Videoda gösterdiler ama çok anlatmadılar. Diyelim, internetten bir sipariş verdiniz. Kargo şirketi geldi ve evinizde değilsiniz. Diyorsunuz ki “Arabamın bagajına bırak.” Telefonunuzdaki uygulamadan vereceğiniz komutla bagajı açıyorsunuz. Kurye, kargonuzu koyuyor ve fotoğrafını çekiyor. Fotoğrafı gördükten sonra yine uygulama üzerinden bagajı kapatabiliyorsunuz. Araçların sürekli internete bağlı olması gerekli görüldüğü zaman otoriteler tarafından izlenebilir olduğu anlamına geliyor. Yani sizin kuralları ihlal edip etmediğinizi araç biliyor olacak. Bu kazaları da önleyecektir. Mesela aracınız çalınıyor. Aracınızın çalındığını fark ettiğinizde ya da sizden zorla alındığında, emniyeti arayacaksınız ve araç uzaktan kilitlenebilecek. Böyle imkanların olması büyük fırsat. Bu beraberinde “ben arabamda dinleniyor muyum, izleniyor muyum” gibi soruları da getirecek. Bu cep telefonlarında da olan bir tartışma.
***
ARTIK TEKNOLOJİMİZLE HATIRLANALIM
Burası bizim vatanımız. Bu, bütün ülke, gelecek kuşaklar ve geçmişte kalanların hayalleri için çok önemli bir vizyon. İlk defa özel sektör, devlet, millet, basın heyecan duyarak bir cuma günü sadece bunu konuştuk. Yanlış anlaşılmasın. Tabi ki eleştirilsin ama daha iyi olması için elimizi taşın altına koymalıyız. “Sırf şu açıkladı”, “bugün açıkladı, şundan dolayı açıkladı”, “şu partiye fayda sağlar” gibi fikirleri aklımızdan çıkarmalıyız. Bu ülkemizin, çocuklarımızın geleceğinin meselesi. Herkesin yapıcı bir şekilde projeye sahip çıkması lazım.

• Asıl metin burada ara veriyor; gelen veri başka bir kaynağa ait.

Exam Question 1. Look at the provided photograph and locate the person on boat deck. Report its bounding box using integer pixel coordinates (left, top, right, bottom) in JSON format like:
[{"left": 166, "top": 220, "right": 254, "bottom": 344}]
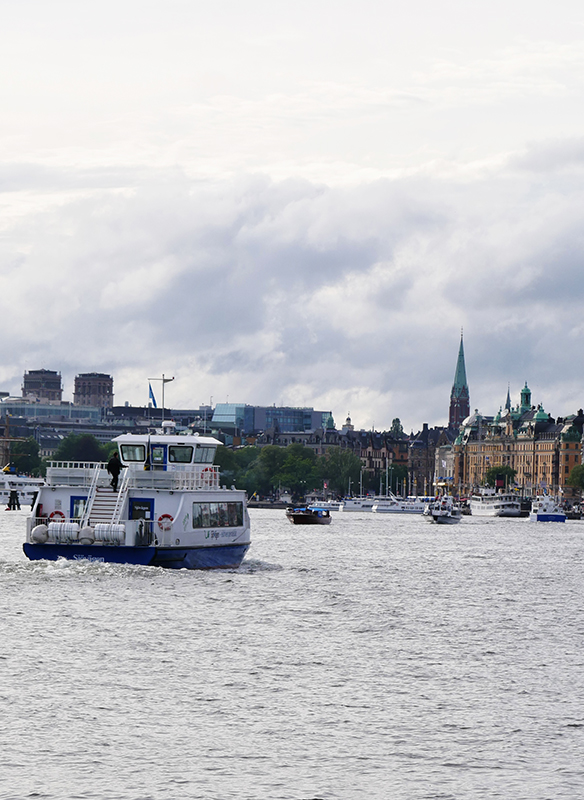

Baktığınızda ABD’de bir tane otomobil üreticisi yok. Ford, CMS ve Tesla birbirilerine rakipler. Benzer şekilde Almanya’da, Güney Kore’de ve Japonya’da da birden fazla marka var. Ülkemizde de bu vizyonun bir parçası olarak farklı rakipler ortaya çıkabilir.
Türkiye’nin markaya ihtiyacı var. En iyi bilinen markalarımızı sayayım; THY -bedava yiyecek verdiğimiz için hatırlıyorlar-, sonra Nusret, daha sonra ise Dr. Öz. Başka marka bilmiyorlar. Bizi THY’den başka teknolojilerimizle hatırlamaları için bu markaya ihtiyacımız var.